Essas são as principais normas a serem observadas na criação e registro
de uma associação. Não obstante, outros Diplomais Legais podem ser aplicados às
associações, considerando sua finalidade e campo de atuação. Salienta-se nesse
sentido a Lei nº 9.790, de 23 de março
de 1999, que dispõe sobre os requisitos para a qualificação das pessoas
jurídicas de direito privado, sem fins lucrativos, como Organizações da
Sociedade Civil de Interesse Público – OSCIP, bem como institui e disciplina o
Termo de Parceria. Essa Lei foi regulamentada pelo Decreto nº 3.100, de 30 de junho de 1999.
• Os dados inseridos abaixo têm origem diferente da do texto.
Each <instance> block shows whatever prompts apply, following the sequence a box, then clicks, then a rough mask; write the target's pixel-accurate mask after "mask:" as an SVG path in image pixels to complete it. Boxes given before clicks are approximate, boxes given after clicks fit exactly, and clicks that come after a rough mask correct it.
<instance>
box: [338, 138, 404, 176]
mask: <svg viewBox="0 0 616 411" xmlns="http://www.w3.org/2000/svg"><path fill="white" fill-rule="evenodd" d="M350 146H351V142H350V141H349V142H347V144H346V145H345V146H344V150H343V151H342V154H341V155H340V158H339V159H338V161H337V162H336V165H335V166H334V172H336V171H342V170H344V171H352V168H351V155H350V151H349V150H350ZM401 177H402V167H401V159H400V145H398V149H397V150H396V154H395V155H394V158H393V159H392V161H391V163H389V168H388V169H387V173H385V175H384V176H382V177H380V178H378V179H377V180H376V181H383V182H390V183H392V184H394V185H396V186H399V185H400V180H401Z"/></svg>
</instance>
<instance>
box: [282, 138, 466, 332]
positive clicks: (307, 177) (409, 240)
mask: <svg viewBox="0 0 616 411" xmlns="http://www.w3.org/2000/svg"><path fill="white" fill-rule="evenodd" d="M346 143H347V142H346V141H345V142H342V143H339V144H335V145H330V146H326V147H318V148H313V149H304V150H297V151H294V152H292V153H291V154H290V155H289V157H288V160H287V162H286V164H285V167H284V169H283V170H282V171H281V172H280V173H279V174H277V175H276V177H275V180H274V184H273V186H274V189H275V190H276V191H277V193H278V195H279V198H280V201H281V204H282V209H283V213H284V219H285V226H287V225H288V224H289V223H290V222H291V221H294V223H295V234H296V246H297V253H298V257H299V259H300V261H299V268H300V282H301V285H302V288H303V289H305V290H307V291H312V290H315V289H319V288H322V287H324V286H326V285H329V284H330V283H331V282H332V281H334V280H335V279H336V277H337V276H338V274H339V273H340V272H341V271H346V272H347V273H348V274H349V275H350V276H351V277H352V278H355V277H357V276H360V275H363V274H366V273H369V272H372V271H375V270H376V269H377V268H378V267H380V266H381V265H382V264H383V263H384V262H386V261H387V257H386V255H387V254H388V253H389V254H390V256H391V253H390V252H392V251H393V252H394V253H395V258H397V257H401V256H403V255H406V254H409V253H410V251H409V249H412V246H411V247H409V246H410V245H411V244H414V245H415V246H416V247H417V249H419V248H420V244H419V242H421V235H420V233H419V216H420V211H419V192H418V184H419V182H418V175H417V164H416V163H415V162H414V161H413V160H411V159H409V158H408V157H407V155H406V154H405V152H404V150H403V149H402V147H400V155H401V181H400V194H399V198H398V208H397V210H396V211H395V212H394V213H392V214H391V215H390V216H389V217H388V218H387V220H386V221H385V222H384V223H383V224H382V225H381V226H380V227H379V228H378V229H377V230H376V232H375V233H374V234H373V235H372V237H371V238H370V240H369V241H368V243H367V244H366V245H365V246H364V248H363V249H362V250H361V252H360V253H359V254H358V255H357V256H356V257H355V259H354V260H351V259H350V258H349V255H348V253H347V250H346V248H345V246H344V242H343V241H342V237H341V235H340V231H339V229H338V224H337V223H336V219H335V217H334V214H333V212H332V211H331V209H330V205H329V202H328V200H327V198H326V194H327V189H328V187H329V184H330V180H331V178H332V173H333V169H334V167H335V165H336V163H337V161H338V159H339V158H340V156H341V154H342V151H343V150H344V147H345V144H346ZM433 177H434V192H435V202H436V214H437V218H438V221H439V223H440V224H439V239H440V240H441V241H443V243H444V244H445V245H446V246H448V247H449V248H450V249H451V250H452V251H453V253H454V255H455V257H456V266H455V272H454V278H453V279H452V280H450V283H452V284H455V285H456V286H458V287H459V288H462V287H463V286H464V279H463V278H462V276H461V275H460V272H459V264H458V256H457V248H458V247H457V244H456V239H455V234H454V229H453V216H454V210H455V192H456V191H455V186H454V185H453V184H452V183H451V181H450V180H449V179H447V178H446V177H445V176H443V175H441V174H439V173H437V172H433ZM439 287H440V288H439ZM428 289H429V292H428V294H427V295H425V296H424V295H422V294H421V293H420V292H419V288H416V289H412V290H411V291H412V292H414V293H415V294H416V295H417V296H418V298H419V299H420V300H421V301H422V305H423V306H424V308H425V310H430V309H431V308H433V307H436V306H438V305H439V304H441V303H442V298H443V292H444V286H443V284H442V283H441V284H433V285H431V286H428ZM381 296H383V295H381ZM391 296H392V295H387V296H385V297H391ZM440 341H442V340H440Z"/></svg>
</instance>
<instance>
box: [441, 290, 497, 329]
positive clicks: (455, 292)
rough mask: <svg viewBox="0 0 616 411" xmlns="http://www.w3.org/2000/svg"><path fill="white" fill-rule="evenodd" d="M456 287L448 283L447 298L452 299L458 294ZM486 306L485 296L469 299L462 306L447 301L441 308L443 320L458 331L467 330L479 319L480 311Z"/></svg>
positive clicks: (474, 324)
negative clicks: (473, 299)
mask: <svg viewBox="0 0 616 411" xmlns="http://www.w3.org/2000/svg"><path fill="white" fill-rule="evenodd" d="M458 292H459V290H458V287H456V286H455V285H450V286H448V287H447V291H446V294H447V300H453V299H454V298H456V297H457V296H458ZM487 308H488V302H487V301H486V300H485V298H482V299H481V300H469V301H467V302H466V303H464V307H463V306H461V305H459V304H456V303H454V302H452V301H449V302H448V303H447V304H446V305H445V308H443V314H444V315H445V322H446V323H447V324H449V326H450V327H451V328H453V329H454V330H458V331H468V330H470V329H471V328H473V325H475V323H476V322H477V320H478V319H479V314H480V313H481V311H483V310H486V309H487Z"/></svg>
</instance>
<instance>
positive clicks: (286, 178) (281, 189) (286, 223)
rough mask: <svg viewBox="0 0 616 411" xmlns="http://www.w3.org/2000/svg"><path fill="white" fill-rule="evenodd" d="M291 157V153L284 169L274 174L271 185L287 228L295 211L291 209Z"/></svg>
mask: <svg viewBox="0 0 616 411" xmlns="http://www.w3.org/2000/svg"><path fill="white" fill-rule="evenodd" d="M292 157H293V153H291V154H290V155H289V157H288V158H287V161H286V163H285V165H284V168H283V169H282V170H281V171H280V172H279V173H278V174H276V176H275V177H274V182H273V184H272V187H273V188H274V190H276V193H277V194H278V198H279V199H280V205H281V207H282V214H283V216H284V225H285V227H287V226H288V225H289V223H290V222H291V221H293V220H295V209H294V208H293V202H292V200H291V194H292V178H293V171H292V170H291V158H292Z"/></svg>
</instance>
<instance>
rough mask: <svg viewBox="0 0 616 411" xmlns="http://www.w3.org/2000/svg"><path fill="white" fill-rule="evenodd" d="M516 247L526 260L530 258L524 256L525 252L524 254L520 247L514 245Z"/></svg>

Esse Termo de Parceria cuida-se de um instrumento a ser firmado entre as
entidades qualificadas como OSCIP e o Poder Público. Destina-se à formação de
vínculo de cooperação entre as partes, para o fomento e a execução das
atividades de interesse público previstas no artigo 3º da supracitada Lei. Dentre essas atividades destacamos as
seguintes: “promoção da assistência social; promoção gratuita da educação; promoção
gratuita da saúde; promoção da segurança alimentar e nutricional; promoção do voluntariado;
promoção do desenvolvimento econômico e social e combate à pobreza; experimentação,
não lucrativa, de novos modelos sócio-produtivos e de sistemas alternativos de produção,
comércio, emprego e crédito; e promoção da ética, da paz, da cidadania, dos
direitos humanos, da democracia e de outros valores universais;”. Como se percebe, tratam-se de áreas sociais, nas quais
as associações podem desenvolver relevante trabalho em parceria com o Poder
Público.
Diante
de todo o exposto, resta apenas enfatizar que as igrejas podem criar livremente
associações, com a precípua finalidade de desenvolver atividades sociais não
lucrativas. A criação dessas entidades com estrutura própria poderá contribuir
para aprimorar e até ampliar as ações e programas que certas igrejas
desenvolvem de forma incipiente ou improvisada. O campo social é
fértil e está branco para a ceifa. Falta apenas arregimentar os ceifeiros que
se disponham a trabalhar, desde membros mais novos até ministros religiosos
mais antigos. Porque a fé sem obras é morta.